Marvin- Through Celebrate Recovery, God took a messed-up pastor and gave him a second chance.
Julie- My life has turned around because of Celebrate Recovery. I have made so many true friends who have encouraged me to do the hard things I had to do, with love and acceptance all the way.
James- Celebrate Recovery helps you learn to apply God's Word to the struggles in your life, just as Jesus did in His temptation. There is power in the Word and CR teaches you how to apply it.
Loretta- I came from secular recovery looking for a Christ-centered program that could help me grow in my relationship with Christ, find support in maintaining my sobriety, and work on my very present issues of codependency.
Lynne- The hardest part about coming to Celebrate Recovery the first time was getting across the parking lot from my car to the door. But I was welcomed with genuine smiles and love, not pity.
Jeff- I found sobriety in secular recovery, but I kept my sobriety by starting a Celebrate Recovery at my church. Celebrate Recovery showed me what the Bible had to say about recovery and allowed my church to see the healing benefits of CR as a ministry.
Janet- I came to Celebrate Recovery wearing a mask that said, "I'm fine; how can I help you?" Now, four and a half years later, the mask is gone, and I've been healed from past events I thought I'd gotten over.

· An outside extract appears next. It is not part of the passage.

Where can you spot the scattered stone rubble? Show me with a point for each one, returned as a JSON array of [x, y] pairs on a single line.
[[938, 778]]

Michael- Five years ago I walked into a Celebrate Recovery program hating myself, hating others, and hating God. Today through the healing and restoring grace of Jesus who I met at CR, I love God, love the person He has made me to be, and I'm the ministry leader of a beautiful Forever Family at the very same CR program I walked into five years ago.
All quotations above taken from John Baker's book, Your First Step to Celebrate Recovery, Grand Rapids, MI: Zondervan, 2012
Comments by participants
of First Free’s CR group:
These are responses to the question "what has CR meant to you"?

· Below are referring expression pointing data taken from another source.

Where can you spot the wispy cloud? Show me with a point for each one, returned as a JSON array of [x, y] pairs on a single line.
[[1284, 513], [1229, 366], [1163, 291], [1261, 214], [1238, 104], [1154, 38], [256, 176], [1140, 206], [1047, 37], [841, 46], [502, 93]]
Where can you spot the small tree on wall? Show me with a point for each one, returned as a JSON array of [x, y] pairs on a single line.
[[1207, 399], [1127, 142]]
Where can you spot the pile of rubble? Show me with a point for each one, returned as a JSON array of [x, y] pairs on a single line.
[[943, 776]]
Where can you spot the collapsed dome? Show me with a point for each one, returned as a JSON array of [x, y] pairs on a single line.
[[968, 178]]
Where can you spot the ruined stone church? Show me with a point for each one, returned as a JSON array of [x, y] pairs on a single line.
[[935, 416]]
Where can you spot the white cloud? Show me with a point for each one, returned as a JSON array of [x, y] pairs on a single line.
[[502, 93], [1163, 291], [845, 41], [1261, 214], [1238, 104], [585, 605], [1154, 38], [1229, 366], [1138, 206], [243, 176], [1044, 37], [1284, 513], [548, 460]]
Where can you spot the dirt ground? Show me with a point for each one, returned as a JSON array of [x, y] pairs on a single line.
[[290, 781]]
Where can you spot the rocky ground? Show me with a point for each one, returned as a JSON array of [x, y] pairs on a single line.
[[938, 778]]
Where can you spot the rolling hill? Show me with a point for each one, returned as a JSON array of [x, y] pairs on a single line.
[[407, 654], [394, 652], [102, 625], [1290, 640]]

I share and am not alone but encouraged.
I am grateful for Celebrate Recovery because after 40 years as a Christian I found a safe place to be honest with what I have done to others and what has been done to me. Speaking the truth to another human being and still loved and accepted. I have learned how to be healthy emotionally and am modeling it to my family. Healing is possible in the direst hurtful situation. No more mask wearing or putting on a good church face.
I can say now that I am grateful for the pain that brought me to CR. Without it, I would still be living a codependent, hard, wasteful life. I know God loves me the way I am, and that He will do the work in me, to perfect me. Recovery is for everyone. We all have hurts, hang-ups, and habits that stop us from having an intimate relationship with God.

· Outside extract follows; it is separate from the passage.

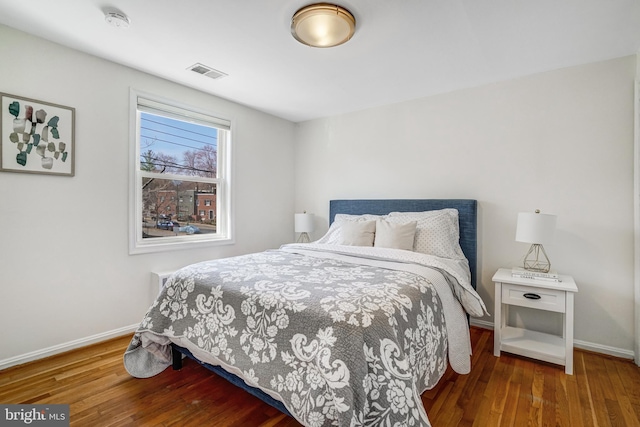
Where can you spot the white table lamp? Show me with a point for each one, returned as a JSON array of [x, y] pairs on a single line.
[[304, 226], [538, 229]]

“I thank God that CR is always here!”
CR has given me the strength and encouragement to accept Jesus as my Savior and knowing that God has forgiven me for my defects of character. I opened my heart to Christ and admitted having an uncontrollable and unmanageable life without giving my life to Christ and working on those issues.
I am thankful for God’s gift of CR teaching me how to trust Him and continually improving relationships with my husband and children. God is singing over me.
This is only my second meeting, but I am grateful for the joyful and hopeful music with which this meeting begins. Singing is worship.
2 months sober. Hope that there is a better tomorrow.
“This isn’t self-help- It’s God’s help. When I came to CR my life had fallen apart. I discovered my husband of 25 years was not who he pretended to be. He was deeply addicted to porn, affairs, lying, stealing. He had been a leader in church and the community. I cried continually. I didn’t trust anyone or anything. I couldn’t eat, sleep, or function. My children were crushed. At CR I found that I was not alone. Others had walked this journey. They came along beside me, walked, carried me, and encouraged me. That was 5 years ago. CR is deep real and healing”
I am thankful for the love and encouragement from my new family at CR.
“I am grateful for CR because of the people who have reached out to support me in the things I have needed to do to further my recovery”.
“In CR, I received honest, compassionate, patient, kind, generous friends”.
I’m thankful for CR. It keeps me connected with people and God uses it to bless me in many ways.
I am grateful for the fellowship at CR.
For a place to go on Friday night
I am thankful for my CR family who struggled along with me as we fall forward and get back up.